He’s the Star of ‘Tootsie’ on Broadway. Wearing Heels Is the Easy Part.

He’s the Star of ‘Tootsie’ on Broadway. Wearing Heels Is the Easy Part.

And speaking of support, how strange does it feel to spend eight shows a week in pantyhose?

“It’s not any weirder than anything else,” Mr. Fontana had told me when we met for an iced coffee just before his final performance in Chicago. “It’s all weird. If you’re really doing your job, you’re never being yourself.” Still, he was looking forward to that last show. “Oh my God, I’m just so happy I don’t have to shave tomorrow,” he’d said. “And I don’t have to wear that corset.”

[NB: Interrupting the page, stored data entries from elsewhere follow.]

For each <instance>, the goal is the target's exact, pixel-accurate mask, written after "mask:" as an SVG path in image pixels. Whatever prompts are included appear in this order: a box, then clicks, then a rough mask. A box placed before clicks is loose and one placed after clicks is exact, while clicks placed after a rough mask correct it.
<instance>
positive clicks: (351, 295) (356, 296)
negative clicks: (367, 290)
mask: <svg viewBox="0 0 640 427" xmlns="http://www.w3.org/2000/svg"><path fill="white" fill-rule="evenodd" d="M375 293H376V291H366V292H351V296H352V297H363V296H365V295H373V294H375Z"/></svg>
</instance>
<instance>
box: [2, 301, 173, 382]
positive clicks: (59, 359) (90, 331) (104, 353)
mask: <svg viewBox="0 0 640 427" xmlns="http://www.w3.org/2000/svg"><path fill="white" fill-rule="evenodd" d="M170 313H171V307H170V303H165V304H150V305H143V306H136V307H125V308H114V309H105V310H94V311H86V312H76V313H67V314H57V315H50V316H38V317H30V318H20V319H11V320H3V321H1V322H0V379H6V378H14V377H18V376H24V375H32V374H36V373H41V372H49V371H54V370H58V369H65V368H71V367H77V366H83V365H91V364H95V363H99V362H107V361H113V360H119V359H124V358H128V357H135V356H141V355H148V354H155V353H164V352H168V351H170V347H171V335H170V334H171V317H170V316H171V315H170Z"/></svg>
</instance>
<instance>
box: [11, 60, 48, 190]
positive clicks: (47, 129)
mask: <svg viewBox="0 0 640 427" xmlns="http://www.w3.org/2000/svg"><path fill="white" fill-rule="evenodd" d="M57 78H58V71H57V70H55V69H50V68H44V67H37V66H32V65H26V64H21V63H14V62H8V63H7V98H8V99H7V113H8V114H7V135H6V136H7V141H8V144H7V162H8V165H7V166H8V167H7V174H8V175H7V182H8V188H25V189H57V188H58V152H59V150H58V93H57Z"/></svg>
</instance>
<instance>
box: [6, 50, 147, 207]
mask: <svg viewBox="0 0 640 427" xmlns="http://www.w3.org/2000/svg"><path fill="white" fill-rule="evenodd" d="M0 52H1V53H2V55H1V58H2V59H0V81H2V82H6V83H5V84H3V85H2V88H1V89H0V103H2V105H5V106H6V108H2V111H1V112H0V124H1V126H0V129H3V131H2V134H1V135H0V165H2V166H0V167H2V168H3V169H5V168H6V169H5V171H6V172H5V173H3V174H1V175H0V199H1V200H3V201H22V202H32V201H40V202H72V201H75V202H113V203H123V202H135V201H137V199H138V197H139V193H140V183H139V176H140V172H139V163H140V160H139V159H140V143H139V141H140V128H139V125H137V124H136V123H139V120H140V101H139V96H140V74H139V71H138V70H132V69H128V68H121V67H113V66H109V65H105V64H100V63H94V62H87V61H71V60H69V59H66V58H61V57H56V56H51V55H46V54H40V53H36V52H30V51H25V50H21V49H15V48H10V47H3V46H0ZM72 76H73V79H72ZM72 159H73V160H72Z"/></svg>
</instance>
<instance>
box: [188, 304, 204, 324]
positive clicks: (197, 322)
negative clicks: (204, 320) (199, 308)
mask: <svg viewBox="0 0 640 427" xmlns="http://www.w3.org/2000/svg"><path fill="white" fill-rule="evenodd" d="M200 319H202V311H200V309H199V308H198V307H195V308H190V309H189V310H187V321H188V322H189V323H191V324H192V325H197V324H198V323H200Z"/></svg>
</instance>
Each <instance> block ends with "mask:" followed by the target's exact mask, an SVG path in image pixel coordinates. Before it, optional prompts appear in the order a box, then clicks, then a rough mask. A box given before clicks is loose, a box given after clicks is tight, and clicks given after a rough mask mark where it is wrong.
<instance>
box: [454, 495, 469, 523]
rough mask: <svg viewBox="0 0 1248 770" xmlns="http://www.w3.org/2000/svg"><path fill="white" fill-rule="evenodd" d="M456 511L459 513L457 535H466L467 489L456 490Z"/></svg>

But what makes “Tootsie” weirder, aside from the corset, aside from the twinned roles, aside from barn-raising a multimillion-dollar show that lives or dies on laughter, is the moment in which it arrives. Broadway has been reckoning, slowly, imperfectly, with the idea that musical comedies need to offer female characters full interiority and that maybe abuse — physical, psychological, verbal — isn’t so forgivable or funny.

That “Tootsie” is another musical with an all-male creative team makes it essential that it does right by women, even women played by men. But doing right can’t in any way stifle its reckless, headstrong comedy. Which is all to say that Mr. Fontana has some big kitten heels to fill.

Mr. Fontana was born in Stockton, Calif., the younger child of a teacher and an agronomist. He grew up in a small town in Washington state, playing baseball and acting in school plays: Wilbur in “Charlotte’s Web,” Jesus in “Godspell.” At the University of Minnesota, he completed a classical training program and at 24 he returned to Minnesota, playing Hamlet at the Guthrie. The Star Tribune compared him to the “whiny ‘Friends’ star David Schwimmer,” then fell for his antic style.

He broke into Broadway quickly, playing mostly secondary roles, like the brother in “Billy Elliot,” like the brother in “Brighton Beach Memoirs.” He did play the prince in “Rodgers and Hammerstein’s Cinderella,” opposite Laura Osnes, but he wouldn’t really count that as a lead. “I would say, like, ‘I love how much Laura has to do,’” he said. His voice work in “Frozen”? Another prince, another second man.